UBS Global Asset Management is surrendering one of its municipal bond closed-end funds following a coup by activist shareholders.
Protecting the Investment Grade Municipal Income Fund from dissident shareholders has grown too costly, UBS said in a proxy filing this month.
The company urges shareholders next month to approve a proposal to sell the fund’s roughly $255 million in assets, distribute the proceeds to shareholders, de-list from the New York Stock Exchange, and fade into history.
UBS fended off a mutiny last year from Karpus Investment Management and Western Investment, which together own 18.8% of the fund’s stock.
Karpus and Western argued the fund, ticker symbol PPM, traded at too wide a discount to the value of its assets.
Municipal closed-end funds are publicly traded baskets of municipal bonds.

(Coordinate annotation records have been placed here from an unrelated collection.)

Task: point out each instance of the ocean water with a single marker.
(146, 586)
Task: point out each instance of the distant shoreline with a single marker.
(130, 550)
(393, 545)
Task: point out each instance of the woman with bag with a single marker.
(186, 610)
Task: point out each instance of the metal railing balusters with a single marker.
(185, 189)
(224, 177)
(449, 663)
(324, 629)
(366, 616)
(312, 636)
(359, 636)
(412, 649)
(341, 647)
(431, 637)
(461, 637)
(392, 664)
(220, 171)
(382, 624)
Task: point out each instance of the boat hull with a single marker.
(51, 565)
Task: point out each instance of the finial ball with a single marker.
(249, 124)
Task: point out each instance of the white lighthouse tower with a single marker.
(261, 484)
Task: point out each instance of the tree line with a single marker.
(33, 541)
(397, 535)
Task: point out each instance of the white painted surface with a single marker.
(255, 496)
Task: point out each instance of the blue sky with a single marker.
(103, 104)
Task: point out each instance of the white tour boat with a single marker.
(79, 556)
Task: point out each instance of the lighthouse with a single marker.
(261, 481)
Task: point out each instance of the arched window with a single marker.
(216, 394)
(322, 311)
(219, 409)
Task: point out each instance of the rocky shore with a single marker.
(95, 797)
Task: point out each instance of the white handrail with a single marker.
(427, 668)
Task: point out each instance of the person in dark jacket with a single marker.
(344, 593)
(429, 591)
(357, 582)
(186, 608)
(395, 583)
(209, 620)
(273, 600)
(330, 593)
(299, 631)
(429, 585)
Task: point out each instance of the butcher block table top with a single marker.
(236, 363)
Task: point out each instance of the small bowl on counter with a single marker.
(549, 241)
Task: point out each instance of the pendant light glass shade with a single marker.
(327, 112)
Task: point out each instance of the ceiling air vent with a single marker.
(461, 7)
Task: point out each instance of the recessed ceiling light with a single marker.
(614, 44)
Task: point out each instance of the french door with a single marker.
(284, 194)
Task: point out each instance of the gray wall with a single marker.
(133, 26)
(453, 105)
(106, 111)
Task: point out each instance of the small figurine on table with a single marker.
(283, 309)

Closed-end funds often borrow money to juice the dividends paid to shareholders. Because of the leverage, and because the shares cannot be redeemed from the fund sponsor, their value often strays from the value of the bonds in the fund.
This fund’s share price at times was more than 20% lower than the value of its assets. Karpus and Western contended the fund’s discount was nearly the widest among funds of its kind.
The investors failed to win shareholder approval to take over seats on the board last year. They promised another battle this year.
In a proxy filing, UBS said it is no longer worth fighting against the revolt.
“Responding to shareholder proposals would likely continue to increase the expenses of the fund, to the detriment of its shareholders,” the company said in a letter to shareholders. “Proxy battles and high solicitation expenses are likely for the foreseeable future, to the detriment of the fund and its long-term investors.”
UBS did not say it thought liquidating was a good idea for any reason other than the cost of staving off Western and Karpus.
Indeed, closed-end funds are enjoying an unusually benign atmosphere at the moment.
Many closed-end funds borrowed money through auction-rate preferred shares, which typically pay interest at a rate tied to the London Interbank Offered Rate.
With three-month Libor at 0.25%, many funds are paying negligible interest on their debt. Everything they earn in excess of the interest cost is gravy for shareholders.
According to the fund’s annual report, the fund at the end of September was paying roughly 0.5% interest on its ARPS. The fund was collecting an average coupon of 5.6% on the municipal bonds it bought.
By liquidating, the fund will have to redeem the ARPS at face value and sell the bonds — sacrificing the cheap, dividend-enhancing leverage.
At the end of September, the fund reported $256 million in assets — mainly investment-grade municipal bonds.
If it liquidates, the fund would have to pay $80 million to redeem its ARPS. It also owes about $20 million on some floating-rate notes.
That leaves roughly $155.9 million for shareholders, assuming it sells all its bonds at the value recorded on its books.
The fund would be liquidating at a time when its discount has rarely been lower.Its current share price is only about 2.7% lower than its net asset value.
That means it would be eschewing its cheap leverage and nearly 6% annual dividend just to collect an extra 2.7 cents per dollar at a time when dividends that high are extraordinarily difficult to find.
Art Lipson, managing member of Western Investments, said the narrower discount reflects the expectation the fund will be liquidated. Should the liquidation plan fall through, the discount would likely widen back out, he said.
According to the proxy filing, Western and Karpus have agreed to vote in favor of the proposal.